Derailment in Guadalajara, Spain 1997

Such naïve inebriation, looked on condescendingly when it comes up in the abstruse texts of the youngest Anglo-Saxon generation, is all the more irritating when found in writings by veteran architects or critics. A case in point is Charles Jencks’s recent book The Architecture of the Jumping Universe, which interprets the works of Gehry, Eisenman, Hadid or Libeskind in cosmocomic terms, threading together a collection of outrageous metaphors that culminate with an image of the Tàpies Foundation in Barcelona, where the artist’s sculpture Núvol i cadira – a tangle of metal which, drawing in space in the manner of Julio González, represents a cloud and a chair – is interpreted as no less than an image of superstrings! The world of architecture has not yet had its Sokal’s Hoax, but it is about time someone came up with a fake such as that elaborated by the American physicist to ridicule and expose the fatal combination of oceanic ignorance and boundless audacity of so many of our critics and theorists.

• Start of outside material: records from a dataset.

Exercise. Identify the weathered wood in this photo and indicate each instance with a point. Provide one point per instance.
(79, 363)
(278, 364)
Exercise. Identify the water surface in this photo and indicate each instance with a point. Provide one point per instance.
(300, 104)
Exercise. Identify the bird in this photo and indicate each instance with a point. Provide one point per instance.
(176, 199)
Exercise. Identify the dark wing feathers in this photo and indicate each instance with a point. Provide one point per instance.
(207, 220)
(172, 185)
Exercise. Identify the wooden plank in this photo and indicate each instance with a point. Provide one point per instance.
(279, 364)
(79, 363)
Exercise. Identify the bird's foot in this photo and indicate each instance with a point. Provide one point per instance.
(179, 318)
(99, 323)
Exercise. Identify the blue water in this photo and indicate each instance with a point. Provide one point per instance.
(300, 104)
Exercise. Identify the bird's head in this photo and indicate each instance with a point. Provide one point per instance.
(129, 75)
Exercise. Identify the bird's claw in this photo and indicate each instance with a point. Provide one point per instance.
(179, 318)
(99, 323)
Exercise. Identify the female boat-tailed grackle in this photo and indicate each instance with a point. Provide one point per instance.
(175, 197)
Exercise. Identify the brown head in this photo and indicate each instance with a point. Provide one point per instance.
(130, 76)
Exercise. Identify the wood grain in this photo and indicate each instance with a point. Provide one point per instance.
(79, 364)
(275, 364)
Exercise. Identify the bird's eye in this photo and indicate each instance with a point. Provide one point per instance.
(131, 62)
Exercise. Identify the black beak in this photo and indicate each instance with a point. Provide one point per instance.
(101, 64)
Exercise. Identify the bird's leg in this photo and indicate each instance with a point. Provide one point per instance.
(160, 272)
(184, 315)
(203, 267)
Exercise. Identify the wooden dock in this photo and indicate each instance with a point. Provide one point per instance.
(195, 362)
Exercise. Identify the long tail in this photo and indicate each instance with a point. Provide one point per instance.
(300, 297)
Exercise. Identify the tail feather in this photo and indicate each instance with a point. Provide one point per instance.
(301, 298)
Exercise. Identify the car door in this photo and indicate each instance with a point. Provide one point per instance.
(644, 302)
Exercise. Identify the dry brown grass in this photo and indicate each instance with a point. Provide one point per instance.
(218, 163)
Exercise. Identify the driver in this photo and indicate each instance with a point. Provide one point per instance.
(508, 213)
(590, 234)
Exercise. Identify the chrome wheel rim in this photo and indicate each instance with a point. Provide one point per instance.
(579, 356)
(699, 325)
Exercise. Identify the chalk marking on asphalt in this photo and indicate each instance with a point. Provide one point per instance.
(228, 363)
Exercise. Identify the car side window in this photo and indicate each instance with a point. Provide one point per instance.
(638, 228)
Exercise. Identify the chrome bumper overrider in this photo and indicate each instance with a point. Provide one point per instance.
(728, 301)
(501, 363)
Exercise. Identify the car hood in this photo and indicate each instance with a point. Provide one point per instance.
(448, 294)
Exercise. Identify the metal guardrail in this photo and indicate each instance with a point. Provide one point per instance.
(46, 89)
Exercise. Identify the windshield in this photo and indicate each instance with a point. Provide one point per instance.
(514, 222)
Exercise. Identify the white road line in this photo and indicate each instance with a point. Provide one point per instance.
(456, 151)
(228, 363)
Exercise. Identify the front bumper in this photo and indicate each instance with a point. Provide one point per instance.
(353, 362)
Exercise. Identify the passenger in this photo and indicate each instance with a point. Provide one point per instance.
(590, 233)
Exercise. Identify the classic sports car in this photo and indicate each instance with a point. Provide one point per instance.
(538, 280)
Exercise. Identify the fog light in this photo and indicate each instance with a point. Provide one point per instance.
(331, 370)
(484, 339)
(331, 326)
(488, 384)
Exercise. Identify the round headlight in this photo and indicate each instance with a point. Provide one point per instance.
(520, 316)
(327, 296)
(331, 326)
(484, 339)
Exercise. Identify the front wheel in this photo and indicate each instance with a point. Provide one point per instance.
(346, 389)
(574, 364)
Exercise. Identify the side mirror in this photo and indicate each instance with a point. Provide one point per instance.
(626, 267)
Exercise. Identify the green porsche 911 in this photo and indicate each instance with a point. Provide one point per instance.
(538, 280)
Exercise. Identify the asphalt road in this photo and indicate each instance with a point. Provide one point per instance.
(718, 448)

To explain unsteady constructions, we do not need a mathematical and physical paraphernalia which architects find more difficult to understand than Egyptian hieroglyphics. Suffice it to resharpen critical tools rendered rusty from disuse, but which have served us well for ages. A century and a half ago, Gottfried Semper suggested that architecture be understood as the cladding of a subordinate structure, and this interpretative alternative to tectonic classicism perfectly fits those sculptural constructions that not only avoid revealing the logic of their structures, but even take pleasure in looking unstable. Against the Apollonian culture of serenity and structural composure, the Dionysian architecture of fracture and disobedience builds a disturbingly festive reality that goes back to Nietzsche, but also to the Hittorf who vigorously made up classical temples with shocking polychromies.

Architecture of this kind cannot sin against the truth of its structure, since structure here is but a scaffold holding up a stage. To use Semper’s terminology, the cladding here is not Bekleidung, but Verkleidung: disguise more than dress. The titanium scales of Bilbao’s Guggenheim or Daniel Libeskind’s stainless steel patches in Berlin’s Jewish Museum are the torn, turbulent attrezzo of the century’s final show, and these tatters are the dramatic expression of the Zeitgeist. But just as the Einstein Tower was a better representation of the Angst of the period than the theory of relativity, so are our fractured constructions exorcisms of the catastrophes of our time, rather than illustrations of chaotic or fractal mathematics. Baudelarian after all, in their convulsive beauty dwell the shadows and hopes of a fading century.